Further west was the Broadmoor Café that served fast food to the Broadmoor Tavern next door. These two places, as well as the Purple Poodle (where McGilvra’s is now) closed in the early ‘50s.

Up near McGilvra and Madison, Mr. Hamblin had a lunch deli and served a great corned beef sandwich.  It took a while to put it together, but it was well worth the wait. 

In the late ‘40s renters in the area worked at Todd’s Shipyard in Kirkland, and got there by way of the ferry at the end of Madison. When the war was over those folks moved elsewhere to be closer to other jobs, and Madison Park lost a large amount of its population. 

Soon folks got wind of what an affordable paradise this was, and our quiet neighborhood became inundated with single people: College students, office workers and, oh yes, flight personnel. The Pacific Northwest was a base for many airlines like, Flying Tigers, Pan Am and United. All those vacancies were filled and overnight the two taverns were on the top-10 list in beer sales in Washington state.

It was now an official singles neighborhood but best to keep it a secret. Still, there was no full-service restaurant.

I bartended at The Attic ,which was making an attempt to imitate a real restaurant. One evening a friend and a date came in, sat at the bar and ordered beer.

My friend says, “I’ll have your steak sandwich.” 

“Very well,” I said, “Great to have you dining with us.” 

I proceeded to fold two paper napkins, placed them with plastic silverware in front of them and before their very eyes slipped a steak sandwich in the toaster oven next to the cash register.

“Would you like a wine with dinner?  We’re serving an aged Thunderbird (the gum label was almost dry) with a twist -off metal cap for freshness. Also, may I suggest a 7-Up to smooth the finish?” 
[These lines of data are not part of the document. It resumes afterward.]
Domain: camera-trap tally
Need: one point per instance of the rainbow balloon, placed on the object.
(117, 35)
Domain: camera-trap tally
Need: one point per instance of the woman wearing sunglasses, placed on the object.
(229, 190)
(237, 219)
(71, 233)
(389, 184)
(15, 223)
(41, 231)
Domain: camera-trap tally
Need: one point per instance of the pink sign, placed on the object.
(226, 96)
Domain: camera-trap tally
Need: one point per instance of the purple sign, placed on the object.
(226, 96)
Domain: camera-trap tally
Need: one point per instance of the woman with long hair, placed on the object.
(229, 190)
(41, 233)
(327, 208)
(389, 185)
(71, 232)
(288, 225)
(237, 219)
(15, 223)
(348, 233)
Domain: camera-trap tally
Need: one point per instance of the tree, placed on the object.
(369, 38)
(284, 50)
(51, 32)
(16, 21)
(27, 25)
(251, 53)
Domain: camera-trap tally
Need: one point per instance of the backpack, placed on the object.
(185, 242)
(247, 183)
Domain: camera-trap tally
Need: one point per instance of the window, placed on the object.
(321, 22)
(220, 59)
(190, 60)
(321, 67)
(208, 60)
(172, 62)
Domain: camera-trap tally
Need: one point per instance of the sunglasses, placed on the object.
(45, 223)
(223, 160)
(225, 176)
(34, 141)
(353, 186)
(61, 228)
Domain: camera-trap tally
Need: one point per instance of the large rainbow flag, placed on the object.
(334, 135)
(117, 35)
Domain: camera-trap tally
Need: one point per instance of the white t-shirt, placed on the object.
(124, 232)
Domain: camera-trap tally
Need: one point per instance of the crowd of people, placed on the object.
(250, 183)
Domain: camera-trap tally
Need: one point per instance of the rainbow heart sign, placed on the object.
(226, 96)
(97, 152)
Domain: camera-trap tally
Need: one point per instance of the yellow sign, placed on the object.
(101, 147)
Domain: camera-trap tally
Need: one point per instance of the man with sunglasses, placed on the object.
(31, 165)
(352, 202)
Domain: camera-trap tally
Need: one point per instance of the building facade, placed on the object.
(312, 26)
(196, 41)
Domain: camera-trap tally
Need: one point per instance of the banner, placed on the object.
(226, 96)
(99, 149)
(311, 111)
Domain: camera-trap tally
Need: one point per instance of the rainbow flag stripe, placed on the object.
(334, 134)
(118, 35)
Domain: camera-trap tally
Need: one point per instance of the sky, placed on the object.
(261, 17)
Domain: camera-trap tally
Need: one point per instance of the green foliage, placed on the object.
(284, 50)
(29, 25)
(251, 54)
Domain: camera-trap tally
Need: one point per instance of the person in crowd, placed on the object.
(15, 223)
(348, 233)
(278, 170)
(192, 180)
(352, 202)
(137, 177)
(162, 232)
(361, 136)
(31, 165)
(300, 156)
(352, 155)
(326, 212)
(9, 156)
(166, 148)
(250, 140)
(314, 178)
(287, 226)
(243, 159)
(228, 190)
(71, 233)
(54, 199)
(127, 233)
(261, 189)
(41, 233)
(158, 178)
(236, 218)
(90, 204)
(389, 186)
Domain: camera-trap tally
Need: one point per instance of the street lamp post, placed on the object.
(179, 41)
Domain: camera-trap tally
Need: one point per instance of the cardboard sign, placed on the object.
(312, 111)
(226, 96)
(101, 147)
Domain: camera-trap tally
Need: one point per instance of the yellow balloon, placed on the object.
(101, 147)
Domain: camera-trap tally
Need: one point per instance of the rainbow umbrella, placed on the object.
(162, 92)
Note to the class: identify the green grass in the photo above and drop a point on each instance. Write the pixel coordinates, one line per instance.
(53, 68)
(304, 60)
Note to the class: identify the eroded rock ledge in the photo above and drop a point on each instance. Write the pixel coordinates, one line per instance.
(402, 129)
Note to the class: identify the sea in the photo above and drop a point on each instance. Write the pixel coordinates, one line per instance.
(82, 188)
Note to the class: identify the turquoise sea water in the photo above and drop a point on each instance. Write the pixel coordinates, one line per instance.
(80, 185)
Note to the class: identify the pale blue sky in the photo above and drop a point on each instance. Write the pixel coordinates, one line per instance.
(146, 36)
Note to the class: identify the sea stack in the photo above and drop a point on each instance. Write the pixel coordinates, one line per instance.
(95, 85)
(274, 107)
My friend declined but his date accepted the wine. I smiled, as any sommelier would do, and poured the drink about the time the toaster bell rang announcing the meal was cooked. 

The aroma of the sandwich and burned cellophane raised the anticipation of the entire process. Mustard, ketchup and all the accouterments really made the meal. I toasted them with a bottle of Heineken.

Fast forward to the early ‘60s.  The Crepe de Paris opened, and it could be called our first full-service restaurant (where Park Place at Madison Park is now) except for no hard liquor. French food is all about quality not quantity, so your stomach wouldn’t be full and your wallet empty. It was always followed by a peanut butter fold over at home.